JuliaText / TextAnalysis.jl

Julia package for text analysis
Other
373 stars 95 forks source link

allow DocumentMetadata to hold arbirtary data #158

Closed tanmaykm closed 9 months ago

tanmaykm commented 5 years ago

This introduces a new custom field in DocumentMetadata that is set to nothing by default, but can be used by user code to store arbirtary metadata against the document for use later. Having a pre-determined place to store such data would simplify processing in may cases.

zgornel commented 5 years ago

A more flexible approach would be to allow documents to hold any metadata (arbitrarily complex) and provide the mechanism for converting custom metadata to the 'standardized' DocumentMetadata https://zgornel.github.io/StringAnalysis.jl/dev/doc_extensions/

Just for the record, there was a pull request extending DocumentMetadata with a few fields a while ago that went stale for months on end.

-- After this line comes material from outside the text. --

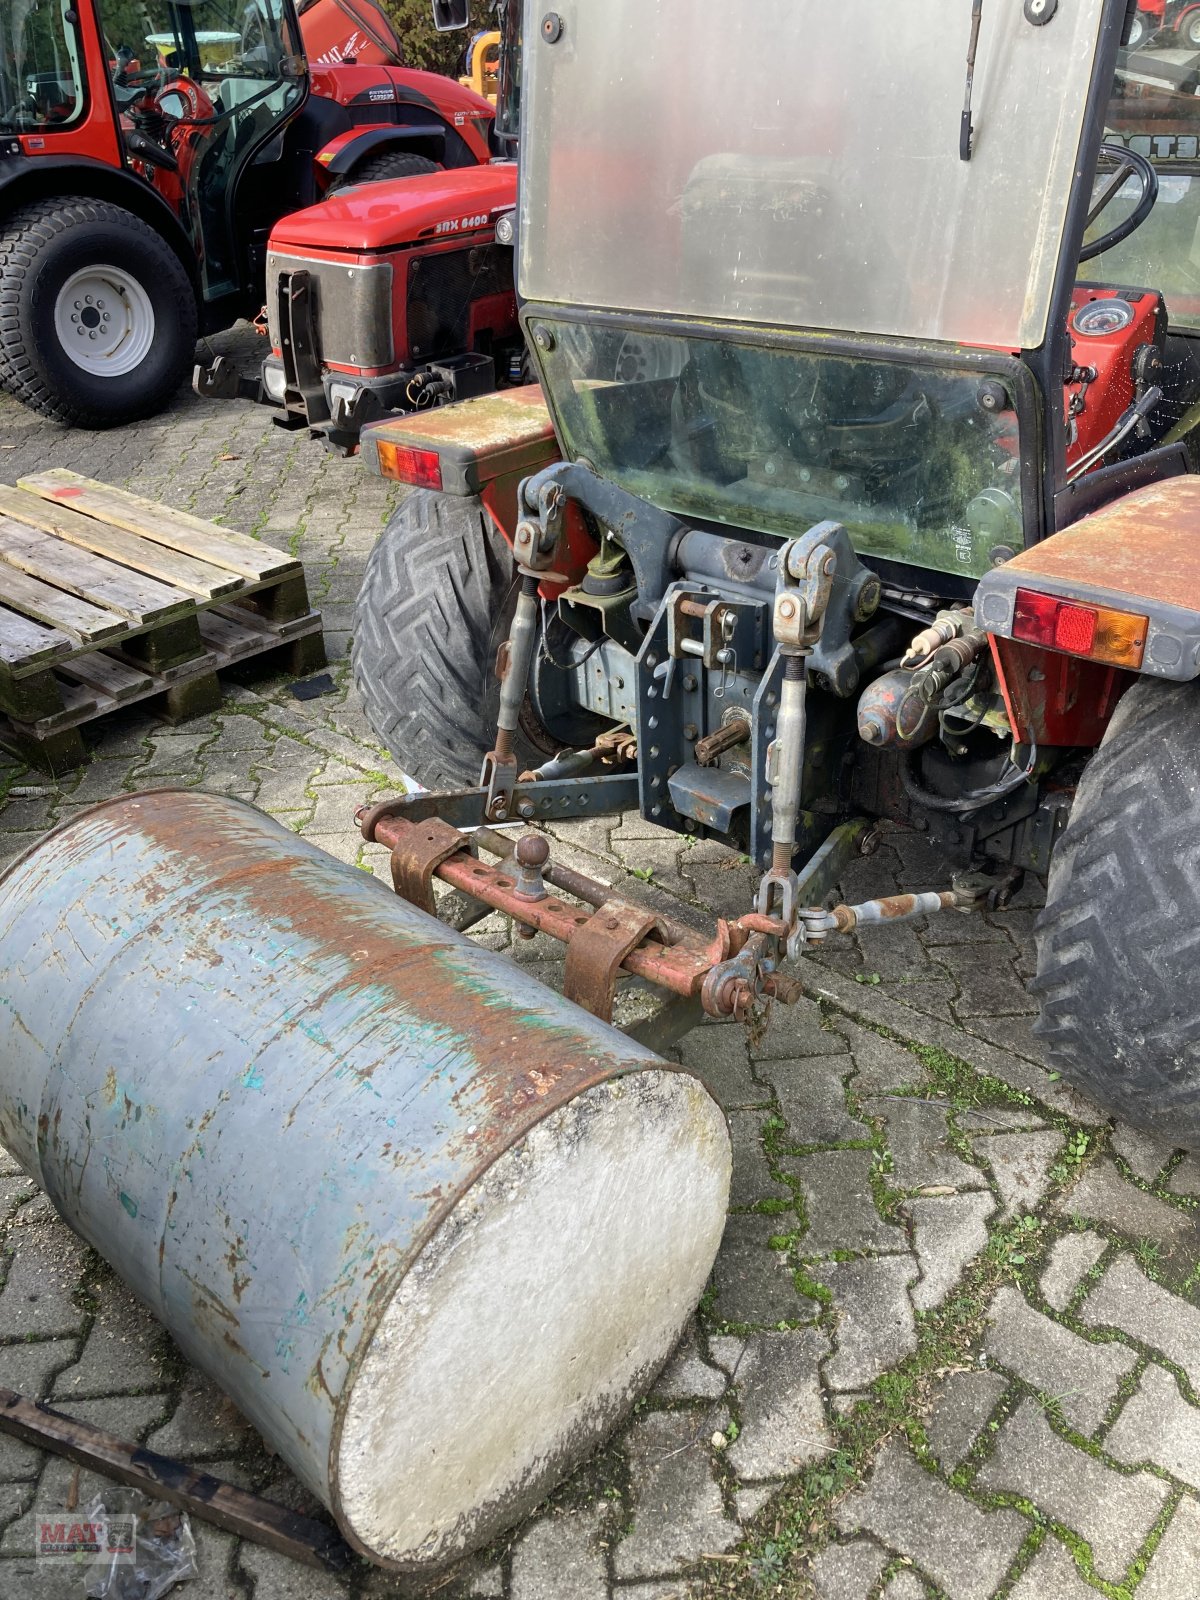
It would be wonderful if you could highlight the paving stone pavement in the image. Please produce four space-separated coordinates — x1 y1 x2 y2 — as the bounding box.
2 365 1200 1599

tanmaykm commented 5 years ago

Yes, having an abstract metadata type seems like a better idea. The API changes may be more intrusive though? Stemming depends on the language stored in metadata, that needs to be abstracted out. And there are a bunch of APIs in metadata.jl. Is there anything else?

tanmaykm commented 5 years ago

Rebased to resolve conflicts.

Probably this change will be sufficient for now? While we can continue discussing about a more appropriate metadata representation for the future.

rssdev10 commented 9 months ago

Hi @tanmaykm and @zgornel , I'm trying to refresh TextAnalysis last month. I find this PR useful, but made some changes to keep it API compatible. If there are no objections, I'd like to merge it.